The three-lever ordering is also a cost-control ordering: "To manage costs and prove value, we began with an offline LLM pipeline on high-frequency 'head' queries. This cost-effective approach handled the bulk of traffic and generated the data needed to later train a 'student' model for the long tail." Start offline, graduate to real-time strategically. (Source: sources/2025-11-13-instacart-building-the-intent-engine)

Three QU sub-tasks rebuilt

1. Query category classification

Legacy: flat multi-class FastText model on noisy conversion labels. Pitfalls: emits taxonomically inconsistent pairs ("Dairy", "Milk" as peers not parent/child), can't reason about novel compositions ("vegan roast").
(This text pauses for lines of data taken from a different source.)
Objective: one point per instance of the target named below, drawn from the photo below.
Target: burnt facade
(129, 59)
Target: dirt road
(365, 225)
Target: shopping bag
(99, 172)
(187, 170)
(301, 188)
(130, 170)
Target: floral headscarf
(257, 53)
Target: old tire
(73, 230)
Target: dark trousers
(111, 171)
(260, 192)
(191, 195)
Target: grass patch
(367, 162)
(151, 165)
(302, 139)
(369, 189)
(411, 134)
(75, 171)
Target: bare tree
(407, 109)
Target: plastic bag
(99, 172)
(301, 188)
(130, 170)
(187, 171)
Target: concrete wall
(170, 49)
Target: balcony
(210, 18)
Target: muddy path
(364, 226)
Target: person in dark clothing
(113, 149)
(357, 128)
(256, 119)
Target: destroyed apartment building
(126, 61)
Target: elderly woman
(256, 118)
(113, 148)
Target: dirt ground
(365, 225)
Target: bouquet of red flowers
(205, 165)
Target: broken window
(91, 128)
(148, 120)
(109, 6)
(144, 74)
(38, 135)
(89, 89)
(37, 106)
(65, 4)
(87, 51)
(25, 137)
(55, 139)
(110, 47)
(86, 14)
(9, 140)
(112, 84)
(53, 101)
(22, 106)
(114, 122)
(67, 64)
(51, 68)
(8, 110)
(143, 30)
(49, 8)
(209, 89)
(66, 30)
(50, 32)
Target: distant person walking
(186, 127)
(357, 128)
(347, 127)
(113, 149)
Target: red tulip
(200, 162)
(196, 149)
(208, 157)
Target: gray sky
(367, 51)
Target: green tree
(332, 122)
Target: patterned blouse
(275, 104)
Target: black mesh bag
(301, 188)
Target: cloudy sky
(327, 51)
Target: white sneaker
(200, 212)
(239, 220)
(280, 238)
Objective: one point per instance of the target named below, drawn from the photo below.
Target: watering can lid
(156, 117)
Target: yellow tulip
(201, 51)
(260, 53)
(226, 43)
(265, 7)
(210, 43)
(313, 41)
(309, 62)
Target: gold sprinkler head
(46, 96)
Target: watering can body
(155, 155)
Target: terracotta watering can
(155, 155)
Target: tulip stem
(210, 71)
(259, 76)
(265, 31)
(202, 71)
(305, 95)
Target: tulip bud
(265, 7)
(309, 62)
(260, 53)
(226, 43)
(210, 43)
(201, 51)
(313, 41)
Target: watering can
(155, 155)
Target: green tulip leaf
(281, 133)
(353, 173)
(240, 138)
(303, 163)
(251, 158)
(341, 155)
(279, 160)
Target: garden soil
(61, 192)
New, three-step: (a) retrieve top-K historically converted categories as candidates → (b) LLM re-ranks with injected Instacart context → (c) semantic-similarity guardrail discards (query, category) pairs below a relevance threshold. The LLM is a re-ranker over a pre-filtered candidate set, not an open-universe classifier — keeps recall bounded and precision high.

2. Query rewrites

Legacy: session-behavior mining. Coverage only ~50% of search traffic; often emitted synonyms that weren't useful for recall expansion (for "1% milk""one percent milk").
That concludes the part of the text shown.